I think its worth reading the original WSJ article if you can. I can only see the first few lines which are:
> Weeks into his new job as head of Google’s cloud business, Thomas Kurian identified a chief complaint from big business customers: They often didn’t have account managers to call.
Oracle is famous for getting customers to pay, but they were also very good at helping customers with services, advice and customizations. Expensive Consultants worked closely with dev teams. Yes they were expensive, but clients knew they could rely on someone from Oracle fix bugs or give guidance.
Oracle's enterprise support is absolutely fantastic. They will not hesitate to put someone on literally the next plane, fly them to your site, and sit them there until your problem is resolved. Yes, that is expensive, but you're buying peace of mind.
The above does not necessarily apply to bugs and feature requests, just operational support.

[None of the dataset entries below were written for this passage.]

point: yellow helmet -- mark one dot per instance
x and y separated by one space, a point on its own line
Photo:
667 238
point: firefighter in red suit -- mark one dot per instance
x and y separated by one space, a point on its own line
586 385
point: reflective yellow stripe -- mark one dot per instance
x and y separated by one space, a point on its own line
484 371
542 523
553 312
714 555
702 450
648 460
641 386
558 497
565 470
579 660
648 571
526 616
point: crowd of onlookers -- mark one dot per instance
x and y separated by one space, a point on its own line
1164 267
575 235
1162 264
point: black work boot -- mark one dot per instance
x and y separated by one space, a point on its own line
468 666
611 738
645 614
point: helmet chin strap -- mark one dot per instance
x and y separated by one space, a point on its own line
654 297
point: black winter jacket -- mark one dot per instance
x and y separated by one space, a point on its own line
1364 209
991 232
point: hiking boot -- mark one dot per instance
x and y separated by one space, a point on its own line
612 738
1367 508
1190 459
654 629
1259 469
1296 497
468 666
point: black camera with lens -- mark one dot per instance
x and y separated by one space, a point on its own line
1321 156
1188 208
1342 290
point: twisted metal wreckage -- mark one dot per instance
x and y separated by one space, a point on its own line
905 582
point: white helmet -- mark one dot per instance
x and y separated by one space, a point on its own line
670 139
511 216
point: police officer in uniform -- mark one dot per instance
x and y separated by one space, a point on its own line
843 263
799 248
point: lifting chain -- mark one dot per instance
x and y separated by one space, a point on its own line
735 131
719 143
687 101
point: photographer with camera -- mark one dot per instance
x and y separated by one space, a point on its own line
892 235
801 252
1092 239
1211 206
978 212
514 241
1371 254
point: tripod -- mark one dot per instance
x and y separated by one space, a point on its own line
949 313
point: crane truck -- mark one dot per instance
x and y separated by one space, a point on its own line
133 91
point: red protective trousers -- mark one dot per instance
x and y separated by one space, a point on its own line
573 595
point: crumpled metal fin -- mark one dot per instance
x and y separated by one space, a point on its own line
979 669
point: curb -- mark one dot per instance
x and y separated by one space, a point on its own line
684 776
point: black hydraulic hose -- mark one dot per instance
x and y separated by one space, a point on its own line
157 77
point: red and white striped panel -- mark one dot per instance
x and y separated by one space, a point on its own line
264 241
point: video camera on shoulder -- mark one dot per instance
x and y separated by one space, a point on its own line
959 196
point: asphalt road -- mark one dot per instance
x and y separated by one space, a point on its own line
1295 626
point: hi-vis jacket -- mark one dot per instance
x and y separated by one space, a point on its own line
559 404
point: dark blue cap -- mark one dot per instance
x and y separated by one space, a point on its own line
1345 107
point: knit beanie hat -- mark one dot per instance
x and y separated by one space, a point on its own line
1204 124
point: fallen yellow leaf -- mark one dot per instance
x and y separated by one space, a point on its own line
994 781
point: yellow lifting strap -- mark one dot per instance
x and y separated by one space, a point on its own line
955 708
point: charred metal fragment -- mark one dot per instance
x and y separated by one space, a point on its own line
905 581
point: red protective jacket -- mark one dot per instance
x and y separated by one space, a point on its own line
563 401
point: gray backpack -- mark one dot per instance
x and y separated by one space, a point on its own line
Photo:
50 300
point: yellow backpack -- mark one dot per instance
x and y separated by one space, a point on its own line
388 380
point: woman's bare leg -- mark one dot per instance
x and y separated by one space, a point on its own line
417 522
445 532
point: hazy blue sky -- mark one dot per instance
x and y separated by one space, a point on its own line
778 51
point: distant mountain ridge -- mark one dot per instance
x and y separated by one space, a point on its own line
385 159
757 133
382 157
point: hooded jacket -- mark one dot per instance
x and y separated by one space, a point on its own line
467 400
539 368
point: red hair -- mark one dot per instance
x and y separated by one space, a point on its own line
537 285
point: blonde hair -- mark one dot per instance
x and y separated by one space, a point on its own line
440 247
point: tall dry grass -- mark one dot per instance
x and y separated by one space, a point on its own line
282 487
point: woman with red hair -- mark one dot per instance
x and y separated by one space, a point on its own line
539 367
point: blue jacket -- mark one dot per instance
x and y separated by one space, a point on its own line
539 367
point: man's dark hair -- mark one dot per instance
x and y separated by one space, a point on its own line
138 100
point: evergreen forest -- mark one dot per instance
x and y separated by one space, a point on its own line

(for those wondering: we are being a tad facetious as everyone who has been in the industry a while is familiar with stories of Oracle being litigious, one case specifically being a large and long-running one against Google over Java and Android: https://en.wikipedia.org/wiki/Oracle_America,_Inc._v._Google...)
That's great, but Google seeks to compete with and destroy many users of GCP. I spoke with a pharma CEO who, having no background in cloud, said straightforwardly that he would never even consider letting workloads onto GCP. Google as a business can't be trusted. It's like FedEx deciding to make widgets after seeing how many widgets get shipped. Oracle never did that. Google does it all the time.
As a Google Cloud customer, I really hope that he doesn't take the "bad bits" – raising prices, unnecessary lock-in, slow moving technology, litigation. As an engineer in a team where engineers lead decisions like which cloud provider to use, rather than some exec on the golf course, I hope they keep their appeal to those customers who don't want to play the enterprise sales game.